Die hohe Politik ringt um die Frage, wer Steinmeier als Bundespräsident folgen könnte und will unbedingt eine Frau platzieren. Den Deutschen ist das ziemlich schnuppe. Die freuen sich eher auf das Sommermärchen 2026, nämlich die Landtagswahl in Sachsen-Anhalt. Unsere Ausgabe 7/2026 hat dazu alle Infos. Hier mehr erfahren.
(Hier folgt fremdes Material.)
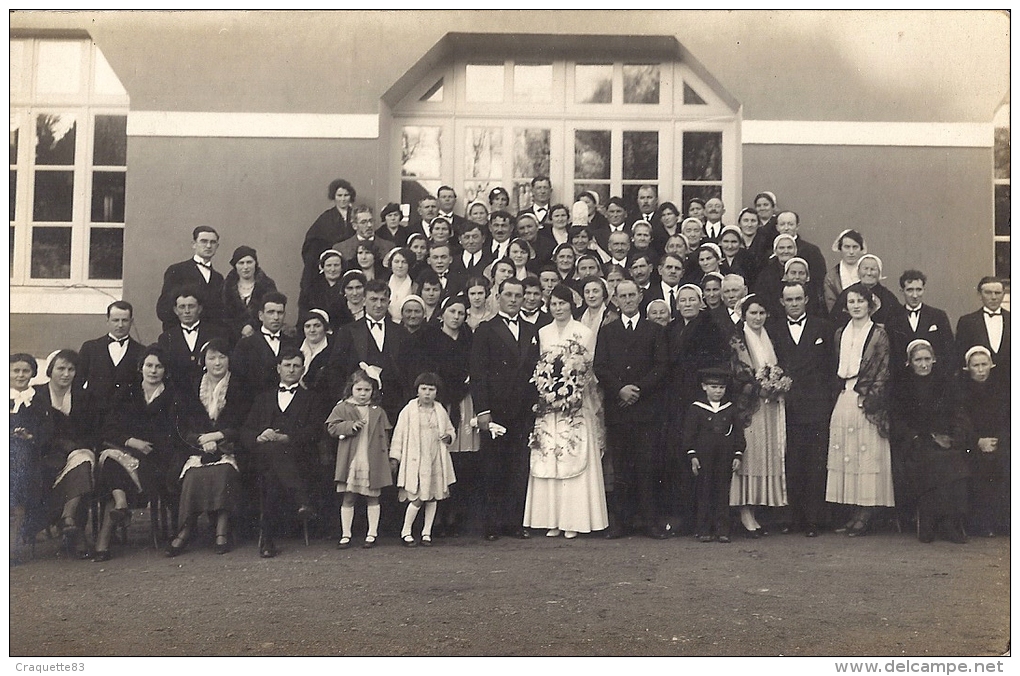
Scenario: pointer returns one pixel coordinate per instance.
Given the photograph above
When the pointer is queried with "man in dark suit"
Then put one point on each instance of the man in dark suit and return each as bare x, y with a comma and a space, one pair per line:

    Gemäß einer aktuellen Forsa-Umfrage ist den Deutschen das Geschlecht des nächsten bundesdeutschen Staatsoberhauptes völlig gleichgültig. Das geben jedenfalls 74 Prozent aller Befragten an, und auch 68 Prozent der Frauen sehen das so. Sogar in linken Parteien finden sich keine Mehrheiten für die Idee, das Amt jetzt zwingend einer Frau zuzuschanzen.

    Personalvorschläge fallen den Bundesbürgern auch nicht wirklich ein. Am häufigsten wird Angela Merkel genannt, aber dieses Szenario steht nach Lage der Dinge nicht zur Debatte. Forsa hatte speziell nach ihrem Namen gefragt, obwohl die Alt-Kanzlerin eine Kandidatur schon im Frühjahr ausgeschlossen hatte.

    Clown Hape Kerkeling, der sich selbst ins Spiel brachte, wird zumindest öfter für geeignet gehalten als Bundestagspräsidentin Julia Klöckner. Ilse Augner, die Favoritin des BRD-Establishments, genießt lediglich das Vertrauen von etwa 25 Prozent der Bürger, Julia Klöckner kommt sogar nur auf 20 Prozent.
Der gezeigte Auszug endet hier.